After profiling, we want to determine how to best tune the architecture to the given profile. In our case, we want to put frequently executed loops in the loop table. Actually, during configuration, we just want to store the addresses of those loops in a non-volatile memory, so that when the IC is reset in the future, we can then load the appropriate loops into the loop table. We want to store this information in non-volatile memory because we do not want to have to run self-optimization every time we power up the microcontroller. Once self-optimization is done, the IC should consume less power for the remainder of its lifetime, as long as the same program resides in program memory.
We achieve this goal by keeping the configuration memory in a reserved region at the bottom of program memory. This assumes we are using in-system programmable ROM, like EEPROM or Flash, and that enough extra words exist in that memory. A particular location of this region is a flag; if the flag is set, then this means that the region includes valid configuration information. If not set, it means self-optimization has not yet been run. A nice feature of putting the configuration memory in program memory is that, whenever a new program is downloaded, the flag automatically gets reset. This reset is desirable because configuration information for a previous program is not necessarily valid for a new program. The drawbacks are that there must be extra words available for a configuration information region, and this particular region must be independently in-system programmable.

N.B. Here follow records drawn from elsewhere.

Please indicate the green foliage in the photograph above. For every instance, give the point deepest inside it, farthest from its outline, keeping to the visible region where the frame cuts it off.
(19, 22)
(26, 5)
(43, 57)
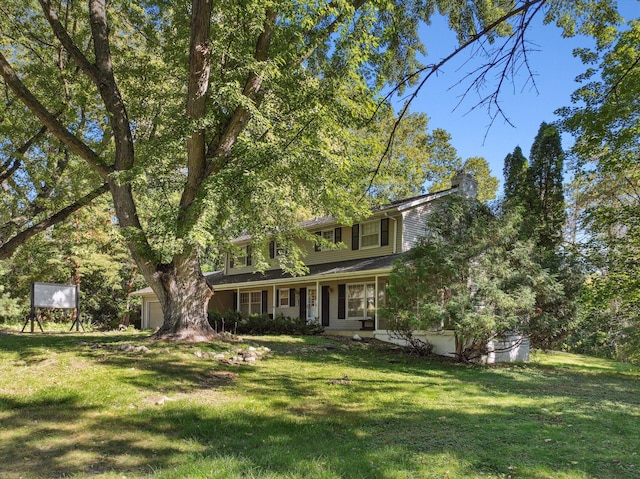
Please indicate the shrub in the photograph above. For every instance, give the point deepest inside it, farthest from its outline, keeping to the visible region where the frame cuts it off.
(235, 322)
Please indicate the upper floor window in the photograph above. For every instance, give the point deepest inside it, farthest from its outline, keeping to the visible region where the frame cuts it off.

Alternatively, we could use extra memory for the configuration memory, but this requires extra non-volatile memory hardware, and must include a method of resetting the configuration flag when the program memory is updated.
5. NORMAL MODE
In normal mode, the microcontroller executes its application. If no previous self-optimization was performed, this execution will be identical to that on a microcontroller without our extensions. If self-optimization was performed and hence the configuration memory updated, execution should consume less power. We now describe the behavior of a microcontroller reset, and execution without and with prior self-optimization.
During reset caused by power up and/or assertion of the external reset pin found on all microcontrollers, the microcontroller checks the flag in configuration memory. If set, the microcontroller reads the loop start addresses from configuration memory, copies the corresponding loops from program memory into the loop table, and stores the loop addresses in the bypass controller’s loop address registers. It also sets a flag (flip-flop) in the bypass controller indicating self-optimization configurations are activated. These tasks are in addition to other reset tasks. This may or may not increase the cycles needed for reset, but the precise number of cycles needed for reset is not an issue in most cases, and is distinct from the earlier requirement of cycle-by-cycle accuracy during execution.
5.2 Executing from the Program Memory
If the configuration flag is set, the microcontroller compares each address, generated by the controller and destined for program memory, with the loop address registers. If a match is not found, or the configuration flag is not set, then that address proceeds to program memory and instructions are fetched as usual.
5.3 Executing from the Loop Table
If the configuration flag is set and an address destined for program memory matches with an address register, program memory is not accessed, and program memory address lines are held constant to reduce switching activity and hence power; in fact, program memory can even be shut down at this time. Instead, the first instruction of the corresponding loop is fetched from the loop table immediately, providing a seamless transition to a loop table mode of operation. Once in loop table mode, subsequent addresses are immediately translated into loop table accesses, until we transition out of this mode.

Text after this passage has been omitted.